This article was written by Brian Costin, and featured in the Chicago Tribune on July 25, 2014.
This is in response to “Too many governments? Downstate has the biggest share; Sparsely populated, Republican-leaning counties rail at big government while supporting lots of little ones” (News, July, 20), by Tribune reporter Bob Secter.
Secter’s article loses sight of the reality of Illinois residents suffering from too many layers of local government and, consequently, the second-highest property tax rates in the nation.
In comparing counties by a “governments per capita” metric, Secter is incorrectly gauging the “efficiency” of local government based on population density. Population-dense areas, such as Cook County, will almost always rank as more “efficient” than rural areas.
A far more important metric is the layers of government per citizen.

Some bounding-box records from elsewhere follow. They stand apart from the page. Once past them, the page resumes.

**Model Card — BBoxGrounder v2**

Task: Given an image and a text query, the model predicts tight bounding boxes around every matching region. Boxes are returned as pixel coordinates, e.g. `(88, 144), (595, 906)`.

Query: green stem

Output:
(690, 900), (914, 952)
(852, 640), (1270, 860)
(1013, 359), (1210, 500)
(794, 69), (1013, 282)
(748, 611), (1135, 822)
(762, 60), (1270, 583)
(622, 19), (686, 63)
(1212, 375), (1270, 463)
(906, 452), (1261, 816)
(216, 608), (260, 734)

The average Illinoisan lives in an area with at least six layers of local government, including county, township, municipality, both a primary- and secondary-level school district and a community college district. The number shoots up to 16 layers when you take into account special districts such as libraries, parks, fire protection districts and more.
Secter’s article also suggests Illinois residents don’t care much about the problem of too many local governments. The truth is that Illinois state law makes it incredibly difficult for residents to do anything about it in the first place.
For example, to consolidate townships, petitioners must collect two-and-a-half times more signatures than it takes to raise a statewide constitutional referendum in one-sixth of the time, a nearly impossible task.
Secter’s poor comparison of local governments in rural and urban counties belittles Illinoisans who deserve the opportunity to reform our byzantine local-government system through consolidation.